Saturday, January 19, 2013

Methoxyoctopamine: Structure & Activity

p-Methoxyoctopamine (Para-Methoxy-Octopamine, P-OMe-Octopamine) is an interesting compound formed after en vivo hydrolysis of various natural amides such as Aegeline and Tembamide.

Structure Activity Relationships (SAR)
According to the marketing advertisements related to both compounds, these compounds are purported to be potent beta-agonists, and therefore suitable for inducing fat loss, as well as promoting "focus," and endowing "CNS stimulation." There is no evidence for any of these claims, although there is decades of SAR research which would contradict these statements.

As has been discussed in many previous articles, methylating the para position removes beta-1 and beta-2 adrenergic affinity. This is one of the ways the body "deactivates" catecholamines with the enzyme Catechol-O-Methyl-Transferase (COMT). Since methoxyoctopamine already possesses a para-methoxy substituent, it is already deactivated. Conversely, a para-methoxy substituent does not remove beta-3 agonism. In mice and other animals, this property may confer significant fat loss potential. Unfortunately, as I mentioned in the previous article, beta-3 agonism does not promote significant fat loss in humans.

CNS Stimulation
P-OMe-Octopamine also possesses a hydroxy (-OH) subsituent on the beta carbon. This substituent effectively eliminates significant CNS penetration, and therefore would remove "CNS stimulation" as a potential effect of the drug. Conversely, the para-methoxy substituent actually promotes BBB penetration, and therefore would allow CNS penetration in the absence of the beta-OH. Unfortunately, the effects of CNS penetration would only be negative (i.e. dysphoria) and so the lack of CNS penetration is probably a good thing (See Para-methoxyamphetamine). 

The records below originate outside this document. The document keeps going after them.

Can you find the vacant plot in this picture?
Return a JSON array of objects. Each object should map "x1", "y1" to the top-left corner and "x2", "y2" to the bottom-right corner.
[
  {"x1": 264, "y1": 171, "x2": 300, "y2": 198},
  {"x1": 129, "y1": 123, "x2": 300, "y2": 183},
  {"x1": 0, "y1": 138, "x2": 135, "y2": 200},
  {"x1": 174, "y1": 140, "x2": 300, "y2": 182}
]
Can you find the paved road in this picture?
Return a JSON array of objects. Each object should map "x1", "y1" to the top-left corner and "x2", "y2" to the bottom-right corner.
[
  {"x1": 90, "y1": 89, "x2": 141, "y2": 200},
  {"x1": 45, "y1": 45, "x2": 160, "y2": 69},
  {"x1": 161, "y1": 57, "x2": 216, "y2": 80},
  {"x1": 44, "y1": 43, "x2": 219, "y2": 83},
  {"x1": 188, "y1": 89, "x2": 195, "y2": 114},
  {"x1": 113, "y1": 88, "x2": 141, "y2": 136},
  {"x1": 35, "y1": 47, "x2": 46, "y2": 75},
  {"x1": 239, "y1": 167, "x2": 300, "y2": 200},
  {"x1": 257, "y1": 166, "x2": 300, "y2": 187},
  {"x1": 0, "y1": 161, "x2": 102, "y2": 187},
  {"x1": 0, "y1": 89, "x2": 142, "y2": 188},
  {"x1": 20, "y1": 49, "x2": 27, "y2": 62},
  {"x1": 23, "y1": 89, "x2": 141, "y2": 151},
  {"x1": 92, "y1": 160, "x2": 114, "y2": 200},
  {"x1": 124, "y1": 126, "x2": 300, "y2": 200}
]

Since methoxyoctopamine is a primary phenylethylamine, it may still retain properties related to catecholamine releasement (See the Pharmacology of 1,3-DMAA). This effect may allow a transient dumping of synaptic norepinephrine which may manifest as symptoms of the adrenergic cascade (tachycardia, tachypnea, hypertension). In contrast to 1,3-DMAA which probably has significant BBB penetration, methoxyoctopamine would not produce the "positives" of catecholamine releasement such as true CNS stimulation, and focus. The effects produced by methoxyoctopamine would probably be similar to those produced by N-methyltyramine, albeit relatively weaker due to the para-methoxy substituent.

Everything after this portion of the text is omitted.